(WARNING: There are spoilers)
CONTINUED FROM PART 1...
Besides being the first great superhero movie,
Unbreakable is also the most masterful of M. Night Shyamalan's thrillers.
The Sixth Sense may pack more of an emotional wallop and
Signs may be more suspenseful, but with this film, Shyamalan is at the height of his marvelous filmmaking powers. All of his usual devices are used here to maximum artistic effect. In these movies, he often uses extended takes to make the audience feel like they are a part of the film's world, no matter how supernatural the situations are. No where is this more true than in this movie. Because the film's premise is pretty odd and unconventional, the takes are very long and the camera is sometimes in voyeuristic angles. A fine example of this is the shot in-between the train seats as David talks to the woman next to him.
He also uses the camera to look through glass or at the reflections. In this movie, the first images in both of Elijah's flashback scenes and his first scene as an adult are reflections on glass. This visual motif has two meanings. The first meaning is that Elijah was called "Mr. Glass." The second meaning is figurative; reflections are a way of looking at ourselves to see who we are, which is a problem that Elijah reveals about himself at the end of the film (
see the quote above). This motif is also used with David as well, but not as much. In an early scene at his job, we see David's reflection on a mirror in his locker. At this point in the movie, David is questioning himself and who he really is, which is quite similar to the way the reflections are used with Elijah. Also, when the two men first meet each other, we see them through a window.
Shyamalan has such superior skill and control of his craft that he is able to make the most simple and mundane events into suspenseful and thrilling vignettes. There are little to no visual effects shots used anywhere in the film. I should also note that these scenes' effectiveness is in no small part from composer James Newton Howard's haunting score and the editing of Dylan Tichenor.
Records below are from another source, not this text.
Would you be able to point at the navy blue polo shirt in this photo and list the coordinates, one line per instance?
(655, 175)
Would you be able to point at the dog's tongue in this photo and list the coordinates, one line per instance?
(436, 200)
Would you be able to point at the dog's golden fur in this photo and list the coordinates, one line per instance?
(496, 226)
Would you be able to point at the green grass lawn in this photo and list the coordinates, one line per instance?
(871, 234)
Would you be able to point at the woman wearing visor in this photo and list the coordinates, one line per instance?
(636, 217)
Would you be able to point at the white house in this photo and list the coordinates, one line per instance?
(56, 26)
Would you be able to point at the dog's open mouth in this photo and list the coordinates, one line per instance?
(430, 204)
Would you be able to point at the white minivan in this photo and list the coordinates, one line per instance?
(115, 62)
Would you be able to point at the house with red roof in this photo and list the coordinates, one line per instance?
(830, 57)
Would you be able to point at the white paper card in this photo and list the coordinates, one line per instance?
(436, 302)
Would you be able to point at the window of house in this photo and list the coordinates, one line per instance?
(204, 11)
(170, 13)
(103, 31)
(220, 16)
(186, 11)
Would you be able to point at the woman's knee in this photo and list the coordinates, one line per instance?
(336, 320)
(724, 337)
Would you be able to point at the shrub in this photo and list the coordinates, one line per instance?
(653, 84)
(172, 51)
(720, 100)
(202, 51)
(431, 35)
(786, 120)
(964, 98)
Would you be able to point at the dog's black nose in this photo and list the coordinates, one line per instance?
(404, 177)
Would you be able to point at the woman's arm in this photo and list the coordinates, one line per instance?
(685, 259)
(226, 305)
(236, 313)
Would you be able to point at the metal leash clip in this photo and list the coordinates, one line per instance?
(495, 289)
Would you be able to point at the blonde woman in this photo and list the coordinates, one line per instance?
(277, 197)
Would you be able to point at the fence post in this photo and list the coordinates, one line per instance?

Shyamalan creates suspense from a chase scene involving two people walking, a walk down a flight of stairs, being in a swimming pool, and a walk through a train station. The train station sequence may not seem like an ordinary event because of the superpowers involved, but when you really observe the scene, it's basically just David walking around and looking at people. Even though the scene with David's son Joseph (Spencer Treat Clark) and the gun is no ordinary event, it's quite remarkable when a thriller, a genre rife with firearms, is able to elicit a gasp from just the sight of one.
Then, there's the twisted ending (the first line of which is, ironically, "It has begun"). It's the quality that made
The Sixth Sense (and Shyamalan) so famous in the first place. The ending of that movie was definitely more shocking and caused hordes of people to re-watch the entire thing, but the ending of
Unbreakable is far more chilling. Bruce Willis' character was revealed to be a ghost in
The Sixth Sense, but he was still the same good person that he was before. In this film, Elijah seems to be a good (albeit strange) man, a confidant and ally to David. But in the end, he is revealed as a totally different person: he was a monster all along, the great villain to Bruce Willis' great hero. What makes it all the more creepy is that when Elijah says, "Now that we know who you are, I know who I am," it's as if he is suppressing some sort of sinister laugh underneath. Unbreakable is a great and thrilling motion picture. It is the bright, shining jewel of M. Night Shyamalan's career.